En parallèle à la préparation de son premier album, Barbara et son groupe écumeront les salles, se produisant au Sentier des Halles, au Zèbre, au Cithèa, à l’Espace Jemmapes, au Festival Mythos, au Festival Colomba et plus dernièrement à l’Olympia (en première partie de Louise Attaque), ainsi qu’aux Bars en Trans dans le cadre des dernières Transmusicales de Rennes.

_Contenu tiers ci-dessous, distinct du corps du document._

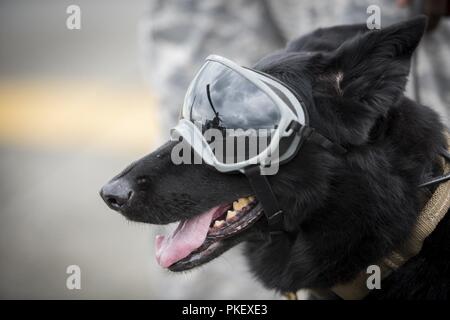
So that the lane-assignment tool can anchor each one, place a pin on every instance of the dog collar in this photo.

A l’automne 2005, Barbara rentre au Microbe Studio avec ses musiciens, sous la houlette de Benoît Rault (de Ben’s Symphonic Orchestra), et s’attelle à la réalisation de l’album. Le mixage du disque sera confié à Marlon B., et le mastering, quant à lui, se fera aux légendaires Abbey Road Studios de Londres sous la direction d’Adam Numm.

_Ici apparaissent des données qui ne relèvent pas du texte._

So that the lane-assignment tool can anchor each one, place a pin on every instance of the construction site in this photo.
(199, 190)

S’il fallait comparer « Les Lys Brisés », premier vrai album de Barbara, avec « Chansons », on serait saisi par l’incroyable progression opérée par l’artiste. Le chant s’affirme, les arrangements font fi de toute cosmétique inutile, les choix d’atmosphère dépeignent une artiste déjà mature.
Même lorsqu’au détour Barbara rend hommage à son chanteur fétiche, Colin Blunstone des Zombies, dont elle adapte ici en français « A Rose For Emily », elle réussit à s’approprier la chanson de telle façon qu’elle finit par être légitimement sienne. Tour à tour nostalgique, moqueuse, incisive, mélancolique, profonde, joueuse, douce et même parfois érotique, Barbara Carlotti nous invite avec « Les Lys Brisés » à découvrir ses états d’âme, à partager son univers, souvent sombre mais toujours juste, poétique mais incroyablement réel.
Ce disque ne laissera personne indifférent, ce qui est déjà la marque des Grands.
Laurent Rossi
Directeur général de Beggars Group France.